Die Hüter der Nacht
Nebel vor sich in der eisigen Luft. Sein Socken an dem Fuß ohne Schuh war schlammbedeckt und nass wie der Schuh am anderen Fuß.
Ich kann nicht mehr weiter.
Die Tage und Kilometer schrumpften hinter ihm. Er hielt an, krümmte sich vornüber und wäre erschöpft auf die Knie gesunken, hätte er nicht den dicken, abgetrennten Ast vor sich gesehen. Er packte ihn mit beiden Händen, die so betäubt von der Kälte waren, dass er kaum die Finger um das Holz schließen konnte.
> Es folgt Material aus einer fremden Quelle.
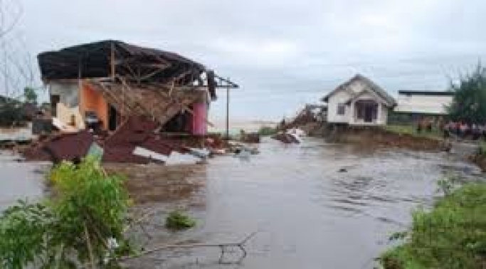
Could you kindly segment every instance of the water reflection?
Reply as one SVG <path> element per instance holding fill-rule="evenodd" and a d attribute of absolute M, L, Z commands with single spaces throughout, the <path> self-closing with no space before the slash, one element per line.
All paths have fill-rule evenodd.
<path fill-rule="evenodd" d="M 359 149 L 317 139 L 301 145 L 265 140 L 259 147 L 261 153 L 248 162 L 211 160 L 188 176 L 204 181 L 205 188 L 182 201 L 152 206 L 184 206 L 199 223 L 187 232 L 159 231 L 149 245 L 237 241 L 258 231 L 243 264 L 218 265 L 217 250 L 194 249 L 146 257 L 134 268 L 371 268 L 389 234 L 408 225 L 411 211 L 431 203 L 437 179 L 450 167 L 461 167 L 452 170 L 465 176 L 478 173 L 443 154 Z M 193 206 L 198 199 L 206 206 Z"/>

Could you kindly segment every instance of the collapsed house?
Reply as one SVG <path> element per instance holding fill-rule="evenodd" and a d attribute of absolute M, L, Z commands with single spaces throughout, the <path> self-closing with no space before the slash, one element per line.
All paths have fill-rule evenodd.
<path fill-rule="evenodd" d="M 61 132 L 33 144 L 31 159 L 196 162 L 208 152 L 191 138 L 206 135 L 216 89 L 238 87 L 179 55 L 116 41 L 42 53 L 38 63 Z"/>
<path fill-rule="evenodd" d="M 45 52 L 38 63 L 53 116 L 78 129 L 95 117 L 114 131 L 143 115 L 161 131 L 205 134 L 216 88 L 238 87 L 176 53 L 116 41 Z"/>

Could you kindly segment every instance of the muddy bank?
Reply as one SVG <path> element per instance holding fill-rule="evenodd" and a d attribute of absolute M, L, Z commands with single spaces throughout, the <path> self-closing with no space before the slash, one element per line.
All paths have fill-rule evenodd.
<path fill-rule="evenodd" d="M 328 142 L 351 143 L 360 147 L 394 147 L 432 152 L 449 151 L 451 147 L 450 143 L 445 140 L 398 134 L 381 127 L 309 124 L 303 126 L 302 129 L 312 137 L 324 137 Z"/>
<path fill-rule="evenodd" d="M 312 138 L 300 144 L 265 138 L 258 147 L 261 153 L 247 161 L 223 156 L 190 172 L 165 167 L 150 172 L 159 176 L 147 182 L 144 176 L 136 179 L 146 184 L 137 191 L 147 198 L 136 204 L 137 210 L 157 211 L 144 223 L 151 238 L 139 232 L 147 248 L 174 242 L 233 242 L 258 231 L 241 265 L 219 265 L 218 249 L 196 248 L 153 253 L 128 267 L 371 269 L 373 259 L 389 247 L 391 233 L 406 228 L 411 211 L 433 202 L 438 179 L 479 173 L 475 166 L 445 153 L 362 148 Z M 137 173 L 145 167 L 137 167 Z M 172 171 L 162 172 L 166 169 Z M 163 187 L 167 179 L 170 188 L 177 184 L 171 173 L 184 184 L 197 186 L 175 197 Z M 144 196 L 154 191 L 154 184 L 162 194 Z M 196 227 L 165 229 L 164 218 L 176 208 L 196 218 Z"/>
<path fill-rule="evenodd" d="M 481 169 L 481 171 L 486 172 L 486 156 L 481 154 L 475 154 L 470 157 L 470 159 Z"/>

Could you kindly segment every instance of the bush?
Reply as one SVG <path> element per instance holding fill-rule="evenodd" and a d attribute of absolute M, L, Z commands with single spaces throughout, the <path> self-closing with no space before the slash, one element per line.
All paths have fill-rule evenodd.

Er hielt den Ast, um ihn als Knüppel zu benutzten, zog sich hinter einen Baum zurück und lauschte den Geräuschen der Soldaten. Als er ihre Schritte dicht vor sich hörte, sprang er hinter dem Baumstamm hervor und schwang den Ast wie eine Keule, doch sein nasser, eiskalter Fuß ohne Schuh ließ ihn im Stich. Er rutschte aus und stürzt kopfüber in den Schlamm, der seinen Mund füllte und ihm den Atem nahm.
Ein heftiger Tritt jagte Schmerzen durch seine Rippen. Dann warf ihn ein zweiter Tritt auf die Seite, wo er würgend im Schlamm lag, bis ein Gewehrlauf gegen seine Brust stieß und ihn auf den Rücken warf.
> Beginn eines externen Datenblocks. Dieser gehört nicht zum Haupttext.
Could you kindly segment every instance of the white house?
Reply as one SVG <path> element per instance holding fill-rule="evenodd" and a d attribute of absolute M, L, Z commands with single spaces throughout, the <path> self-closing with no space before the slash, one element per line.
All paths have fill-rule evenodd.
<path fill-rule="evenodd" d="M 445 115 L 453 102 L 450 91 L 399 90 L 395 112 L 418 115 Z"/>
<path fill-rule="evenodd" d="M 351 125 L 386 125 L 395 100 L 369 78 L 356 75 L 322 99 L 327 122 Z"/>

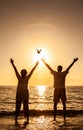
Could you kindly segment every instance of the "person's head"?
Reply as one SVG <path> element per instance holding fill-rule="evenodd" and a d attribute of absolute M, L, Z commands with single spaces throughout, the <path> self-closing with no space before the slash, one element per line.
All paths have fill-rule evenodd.
<path fill-rule="evenodd" d="M 58 65 L 58 67 L 57 67 L 57 71 L 58 71 L 58 72 L 61 72 L 62 69 L 63 69 L 63 67 L 62 67 L 61 65 Z"/>
<path fill-rule="evenodd" d="M 21 76 L 24 78 L 27 75 L 27 70 L 26 69 L 22 69 L 21 70 Z"/>

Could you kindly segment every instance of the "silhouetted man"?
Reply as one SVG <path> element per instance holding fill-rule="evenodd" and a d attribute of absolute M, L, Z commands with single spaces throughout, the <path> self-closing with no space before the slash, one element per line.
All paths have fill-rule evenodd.
<path fill-rule="evenodd" d="M 35 68 L 38 65 L 38 62 L 36 65 L 33 67 L 33 69 L 30 71 L 30 73 L 27 75 L 27 70 L 22 69 L 21 70 L 21 75 L 18 73 L 15 65 L 14 65 L 14 60 L 11 58 L 10 62 L 14 68 L 16 77 L 18 79 L 18 86 L 17 86 L 17 92 L 16 92 L 16 110 L 15 110 L 15 121 L 17 121 L 17 117 L 19 116 L 20 113 L 20 108 L 21 108 L 21 103 L 23 102 L 23 108 L 24 108 L 24 114 L 27 117 L 27 123 L 29 123 L 29 91 L 27 89 L 28 87 L 28 82 L 29 79 L 35 70 Z"/>
<path fill-rule="evenodd" d="M 69 69 L 72 67 L 72 65 L 78 60 L 78 58 L 75 58 L 73 62 L 69 65 L 69 67 L 62 72 L 63 67 L 59 65 L 57 67 L 57 71 L 53 70 L 44 59 L 42 61 L 47 66 L 47 68 L 51 71 L 51 74 L 54 76 L 54 120 L 56 120 L 56 110 L 57 110 L 57 103 L 61 99 L 63 104 L 63 115 L 64 119 L 66 116 L 66 89 L 65 89 L 65 78 L 66 75 L 69 72 Z"/>

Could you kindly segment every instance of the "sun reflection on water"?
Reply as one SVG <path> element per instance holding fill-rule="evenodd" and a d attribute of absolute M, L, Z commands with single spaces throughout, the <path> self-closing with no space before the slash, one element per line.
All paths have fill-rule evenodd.
<path fill-rule="evenodd" d="M 44 97 L 46 86 L 37 86 L 38 94 L 40 97 Z"/>

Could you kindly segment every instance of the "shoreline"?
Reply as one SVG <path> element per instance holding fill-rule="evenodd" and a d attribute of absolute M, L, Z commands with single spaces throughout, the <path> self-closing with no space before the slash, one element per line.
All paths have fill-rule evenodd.
<path fill-rule="evenodd" d="M 66 117 L 64 121 L 62 116 L 30 116 L 29 124 L 25 124 L 23 116 L 18 118 L 18 124 L 15 124 L 14 116 L 4 116 L 0 118 L 0 130 L 83 130 L 83 115 Z"/>
<path fill-rule="evenodd" d="M 66 117 L 73 117 L 77 115 L 83 115 L 83 110 L 66 110 Z M 15 112 L 5 112 L 2 111 L 0 112 L 0 117 L 4 116 L 14 116 Z M 20 111 L 20 115 L 23 115 L 23 110 Z M 29 110 L 29 115 L 30 116 L 52 116 L 53 115 L 53 110 Z M 63 115 L 63 110 L 57 110 L 57 115 L 62 116 Z"/>

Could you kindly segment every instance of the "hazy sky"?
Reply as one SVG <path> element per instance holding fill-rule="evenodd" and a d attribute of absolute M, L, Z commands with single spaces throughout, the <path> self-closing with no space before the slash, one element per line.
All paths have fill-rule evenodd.
<path fill-rule="evenodd" d="M 42 48 L 53 69 L 66 69 L 74 57 L 66 85 L 83 85 L 83 0 L 0 0 L 0 85 L 16 85 L 9 62 L 20 72 L 35 65 Z M 29 85 L 52 85 L 53 77 L 39 64 Z"/>

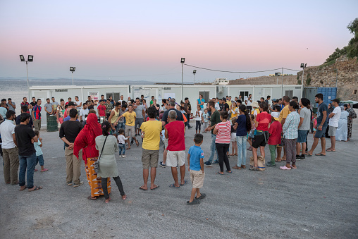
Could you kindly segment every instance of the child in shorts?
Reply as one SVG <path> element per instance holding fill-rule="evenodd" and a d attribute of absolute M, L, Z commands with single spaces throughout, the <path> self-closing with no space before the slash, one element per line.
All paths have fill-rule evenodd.
<path fill-rule="evenodd" d="M 192 183 L 190 200 L 187 201 L 187 205 L 198 204 L 200 200 L 205 198 L 205 193 L 200 193 L 200 188 L 204 185 L 205 173 L 204 172 L 204 151 L 200 145 L 203 142 L 203 135 L 196 134 L 194 137 L 195 145 L 190 147 L 187 153 L 188 171 Z M 196 195 L 196 197 L 195 197 Z"/>

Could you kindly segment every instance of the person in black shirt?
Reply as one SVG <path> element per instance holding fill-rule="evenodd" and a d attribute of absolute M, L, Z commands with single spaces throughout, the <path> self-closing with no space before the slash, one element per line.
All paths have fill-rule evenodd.
<path fill-rule="evenodd" d="M 28 113 L 21 114 L 20 125 L 15 127 L 14 130 L 20 161 L 20 171 L 18 174 L 20 190 L 23 191 L 27 188 L 30 192 L 43 188 L 42 187 L 35 187 L 34 185 L 36 150 L 33 143 L 34 142 L 37 142 L 37 137 L 35 135 L 34 130 L 27 126 L 30 117 Z M 27 176 L 27 186 L 26 186 L 25 180 L 25 175 Z"/>
<path fill-rule="evenodd" d="M 77 121 L 78 111 L 73 109 L 70 111 L 70 120 L 63 122 L 60 128 L 60 138 L 65 142 L 65 156 L 66 162 L 66 183 L 76 188 L 83 184 L 80 180 L 81 176 L 82 150 L 80 151 L 78 159 L 73 154 L 73 144 L 77 135 L 82 129 L 82 125 Z"/>

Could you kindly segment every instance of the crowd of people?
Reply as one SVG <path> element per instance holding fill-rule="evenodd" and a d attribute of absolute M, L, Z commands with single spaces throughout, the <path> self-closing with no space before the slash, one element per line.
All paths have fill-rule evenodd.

Er blickte auf zu den uniformierten Gestalten, die über ihm aufragten, gesichtslose Umrisse, verschleiert von Regen und Nebel.
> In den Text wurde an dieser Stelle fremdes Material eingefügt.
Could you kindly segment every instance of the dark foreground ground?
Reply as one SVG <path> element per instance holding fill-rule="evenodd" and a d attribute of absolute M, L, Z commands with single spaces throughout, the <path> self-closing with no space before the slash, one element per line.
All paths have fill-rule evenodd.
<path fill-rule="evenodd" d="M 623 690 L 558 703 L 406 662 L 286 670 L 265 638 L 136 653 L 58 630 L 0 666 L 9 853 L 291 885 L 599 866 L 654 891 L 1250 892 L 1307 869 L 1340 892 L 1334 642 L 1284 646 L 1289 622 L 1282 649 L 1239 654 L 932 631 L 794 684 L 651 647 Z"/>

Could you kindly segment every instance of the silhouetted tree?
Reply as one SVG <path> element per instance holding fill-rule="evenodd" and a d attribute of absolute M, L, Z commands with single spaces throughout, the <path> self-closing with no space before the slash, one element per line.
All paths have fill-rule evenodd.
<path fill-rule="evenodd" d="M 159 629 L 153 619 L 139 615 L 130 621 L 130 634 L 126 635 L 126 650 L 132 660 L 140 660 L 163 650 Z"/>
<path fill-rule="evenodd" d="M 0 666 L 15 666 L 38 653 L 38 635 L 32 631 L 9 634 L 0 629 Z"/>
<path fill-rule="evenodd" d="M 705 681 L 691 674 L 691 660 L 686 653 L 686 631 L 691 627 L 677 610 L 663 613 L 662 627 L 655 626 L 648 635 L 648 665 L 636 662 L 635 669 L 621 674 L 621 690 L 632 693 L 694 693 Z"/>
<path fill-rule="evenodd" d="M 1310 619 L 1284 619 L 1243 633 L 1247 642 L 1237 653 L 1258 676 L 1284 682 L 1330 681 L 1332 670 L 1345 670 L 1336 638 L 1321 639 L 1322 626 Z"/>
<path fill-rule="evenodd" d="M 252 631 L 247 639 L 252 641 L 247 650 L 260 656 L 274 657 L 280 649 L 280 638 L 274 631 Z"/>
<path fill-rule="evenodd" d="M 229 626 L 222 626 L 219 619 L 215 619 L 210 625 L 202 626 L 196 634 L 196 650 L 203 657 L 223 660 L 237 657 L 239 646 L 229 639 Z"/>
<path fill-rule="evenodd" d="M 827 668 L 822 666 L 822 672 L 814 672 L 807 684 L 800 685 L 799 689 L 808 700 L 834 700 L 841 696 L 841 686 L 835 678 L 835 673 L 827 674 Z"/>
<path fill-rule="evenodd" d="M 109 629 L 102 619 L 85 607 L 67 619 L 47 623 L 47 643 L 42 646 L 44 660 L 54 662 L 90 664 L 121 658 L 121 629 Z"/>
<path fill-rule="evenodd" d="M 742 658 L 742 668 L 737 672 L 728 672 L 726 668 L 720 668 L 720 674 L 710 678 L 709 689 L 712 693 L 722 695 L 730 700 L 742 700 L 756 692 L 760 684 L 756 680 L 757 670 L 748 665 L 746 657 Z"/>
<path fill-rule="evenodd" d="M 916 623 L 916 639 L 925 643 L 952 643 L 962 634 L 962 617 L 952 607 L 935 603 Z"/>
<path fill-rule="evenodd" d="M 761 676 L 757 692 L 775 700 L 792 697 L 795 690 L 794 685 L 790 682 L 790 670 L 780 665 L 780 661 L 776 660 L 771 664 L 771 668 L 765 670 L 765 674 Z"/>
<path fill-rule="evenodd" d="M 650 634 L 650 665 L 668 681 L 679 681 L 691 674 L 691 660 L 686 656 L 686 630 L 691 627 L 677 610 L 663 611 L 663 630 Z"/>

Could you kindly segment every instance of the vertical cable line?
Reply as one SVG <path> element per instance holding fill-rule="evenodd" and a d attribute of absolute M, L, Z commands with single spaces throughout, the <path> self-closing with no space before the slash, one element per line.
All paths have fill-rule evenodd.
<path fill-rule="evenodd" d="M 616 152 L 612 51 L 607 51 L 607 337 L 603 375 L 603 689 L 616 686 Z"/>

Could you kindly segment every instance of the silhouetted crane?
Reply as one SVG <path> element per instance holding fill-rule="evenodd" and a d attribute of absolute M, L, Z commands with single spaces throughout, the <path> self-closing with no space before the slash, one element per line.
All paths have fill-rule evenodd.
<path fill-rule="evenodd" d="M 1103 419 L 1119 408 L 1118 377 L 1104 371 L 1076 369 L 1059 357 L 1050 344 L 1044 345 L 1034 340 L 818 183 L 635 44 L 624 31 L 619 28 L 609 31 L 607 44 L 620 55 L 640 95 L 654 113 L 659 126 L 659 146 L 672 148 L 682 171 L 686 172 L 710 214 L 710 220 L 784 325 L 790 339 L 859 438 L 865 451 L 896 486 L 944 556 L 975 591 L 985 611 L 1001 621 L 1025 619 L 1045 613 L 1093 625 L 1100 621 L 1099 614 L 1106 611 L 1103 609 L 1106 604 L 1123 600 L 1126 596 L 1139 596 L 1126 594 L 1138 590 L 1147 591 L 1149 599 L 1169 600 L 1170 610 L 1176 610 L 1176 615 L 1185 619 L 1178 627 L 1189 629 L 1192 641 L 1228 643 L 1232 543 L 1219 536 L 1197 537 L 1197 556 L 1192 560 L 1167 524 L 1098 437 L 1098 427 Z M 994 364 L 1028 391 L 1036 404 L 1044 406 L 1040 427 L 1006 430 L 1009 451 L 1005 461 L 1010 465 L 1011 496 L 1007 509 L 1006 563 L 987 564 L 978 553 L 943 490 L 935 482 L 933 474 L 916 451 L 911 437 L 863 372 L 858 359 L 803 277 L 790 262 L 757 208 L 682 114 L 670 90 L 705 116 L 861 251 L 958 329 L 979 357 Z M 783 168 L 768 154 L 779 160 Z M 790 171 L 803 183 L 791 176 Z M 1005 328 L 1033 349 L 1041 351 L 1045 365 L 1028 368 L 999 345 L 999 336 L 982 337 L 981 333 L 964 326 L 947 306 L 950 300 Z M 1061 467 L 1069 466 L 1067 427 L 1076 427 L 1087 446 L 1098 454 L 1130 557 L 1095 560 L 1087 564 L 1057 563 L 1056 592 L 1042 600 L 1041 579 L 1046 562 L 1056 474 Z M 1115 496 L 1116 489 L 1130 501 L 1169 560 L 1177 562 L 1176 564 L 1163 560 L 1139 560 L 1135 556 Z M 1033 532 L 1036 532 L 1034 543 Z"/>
»Sag deinen Namen, Junge!«, befahl jemand. Paul sah, dass es ein kleiner, stämmiger Mann mit einer schwarzen Klappe über einem Auge war. »Woher stammst du?«
Paul versuchte zu sprechen, doch sein Mund war noch voller Schlamm, und er brachte keinen Laut heraus.
»Ich sagte, nenn deinen Namen!«
Der einäugige Soldat drückte ihm die Gewehrmündung in den Solarplexus, und Paul rang nach Atem.
»Erschießen Sie den Bengel«, sagte ein anderer Soldat nüchtern.
»Durchsucht erst seine Taschen!«, befahl der Einäugige.
Paul spürte, wie er von einem Soldaten grob abgetastet wurde. Der Mann riss Stoff fort, bis er auf einen dünnen Lederbeutel stieß, der jetzt von Wasser getränkt und mit Dreck bedeckt war. Paul blinzelte gegen den Regen an, der ihm ins Gesicht tropfte.
»Ach du Scheiße!«, sagte der Soldat. »Das sollten Sie sich ansehen, Sergeant.«
Der Einäugige nahm sein Gewehr von der Brust des Jungen und stellte stattdessen seinen Stiefel drauf, während er den Inhalt des Beutels betrachtete.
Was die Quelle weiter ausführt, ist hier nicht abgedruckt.